嗚呼、頭が痛い話題だ。大竹教授のブログはネットカフェ難民についてである。
『ただ、「派遣の規制緩和が行われなければ、問題は発生しなかったのか」、というとそうではないだろう。携帯電話やネットを使うことで労働市場のマッチング能力が向上したという側面があるのは間違いない。問題は、その効率性の上昇という果実が、労働者にほとんど分配されていないということだ。高まった労働市場のマッチング機能を生かして、その効率性の上昇分を、派遣業者だけが取ってしまうことがないような仕組みを作ることが必要ではないか。』
特に、「問題は、その効率性の上昇という果実が、労働者にほとんど分配されていないということだ。高まった労働市場のマッチング機能を生かして、その効率性の上昇分を、派遣業者だけが取ってしまうことがないような仕組みを作ることが必要ではないか。

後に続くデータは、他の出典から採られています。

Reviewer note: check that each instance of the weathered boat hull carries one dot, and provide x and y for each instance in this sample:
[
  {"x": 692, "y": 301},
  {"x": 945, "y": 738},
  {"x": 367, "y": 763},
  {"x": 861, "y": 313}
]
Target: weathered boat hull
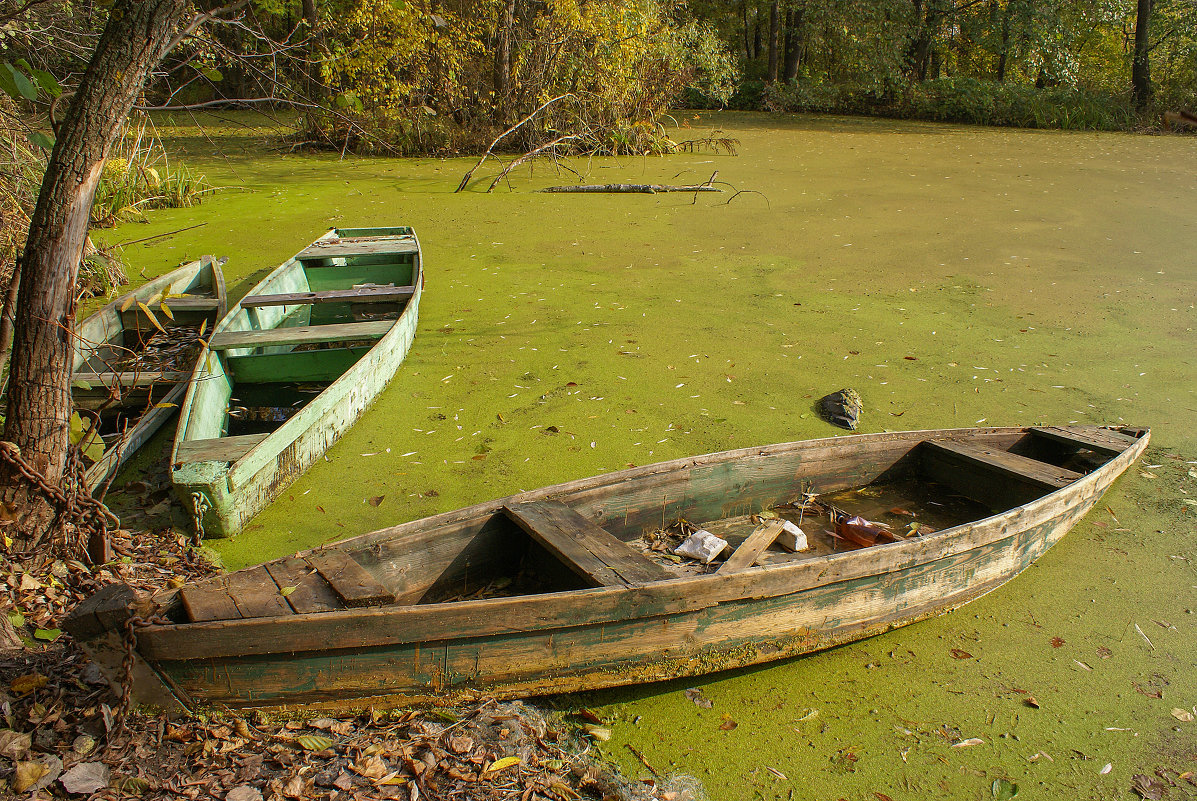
[
  {"x": 608, "y": 636},
  {"x": 113, "y": 323},
  {"x": 224, "y": 493}
]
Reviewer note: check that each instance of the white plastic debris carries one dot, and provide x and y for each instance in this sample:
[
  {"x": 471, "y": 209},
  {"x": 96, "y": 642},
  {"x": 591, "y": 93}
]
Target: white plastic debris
[
  {"x": 793, "y": 538},
  {"x": 703, "y": 546}
]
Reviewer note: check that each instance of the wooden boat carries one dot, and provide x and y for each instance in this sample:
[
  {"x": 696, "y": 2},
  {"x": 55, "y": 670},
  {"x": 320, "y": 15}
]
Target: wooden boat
[
  {"x": 133, "y": 358},
  {"x": 559, "y": 589},
  {"x": 291, "y": 368}
]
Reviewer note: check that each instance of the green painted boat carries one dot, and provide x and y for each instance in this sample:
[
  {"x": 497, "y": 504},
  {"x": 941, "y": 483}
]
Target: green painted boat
[
  {"x": 569, "y": 588},
  {"x": 291, "y": 368},
  {"x": 133, "y": 359}
]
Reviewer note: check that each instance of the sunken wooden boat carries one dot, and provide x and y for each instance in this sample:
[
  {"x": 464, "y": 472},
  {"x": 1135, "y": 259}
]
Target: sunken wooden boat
[
  {"x": 559, "y": 589},
  {"x": 291, "y": 368},
  {"x": 134, "y": 357}
]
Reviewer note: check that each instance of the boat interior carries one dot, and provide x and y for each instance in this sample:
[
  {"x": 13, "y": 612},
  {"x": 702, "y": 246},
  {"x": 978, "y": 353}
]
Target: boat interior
[
  {"x": 302, "y": 328},
  {"x": 137, "y": 350},
  {"x": 623, "y": 532}
]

」という部分。
労働市場における派遣業者(職を労働者に紹介し、派遣先企業からマージンをとって業務を営む、したがって、派遣業者は直接労働者を指揮監督せず、派遣先がそれを行う)についての実態は驚くほど明らかにされていないのが現状ではなかろうか。
派遣業者が寡占的に行動していれば、労働市場において、競争市場下で実現するだろう市場厚生(余剰)よりも小さくなるように考えられる。本来労働者に与えられるであろう賃金が派遣業者のマージンにより下がり、労働者に効率性の余剰が十分に配分されていない。つまり、市場において「死加重的損失」が発生している可能性が考えられる。(価格が限界費用よりも高いために、本来市場で実現すべき販売/購買量が低くなることと同じ。)
もしそうであるなら、派遣業者への何らかの規制措置を市場の効率性の観点から考えなくてはならないかもしれない。労働市場の規制緩和、つまり派遣業務の適用拡大は雇用の流動化に一役を買い、多くの失業者に一時的な職のチャンスが与えられたのは事実かもしれない。しかし、このことが非正規雇用を大きくさせ、所得格差を拡大させた一因であると見る識者も多い。(大竹教授は所得格差を高齢化の証左と見ていることで内外の批判を浴びているが、その点についてはここでは論じない。)
非正規、正規であれ、所得が与えられるチャンスは貴重であることは確かだが、大竹教授の言うように、効率性の配分を労働者/派遣業者の間で適正(?)にすることが大きな課題かもしれない。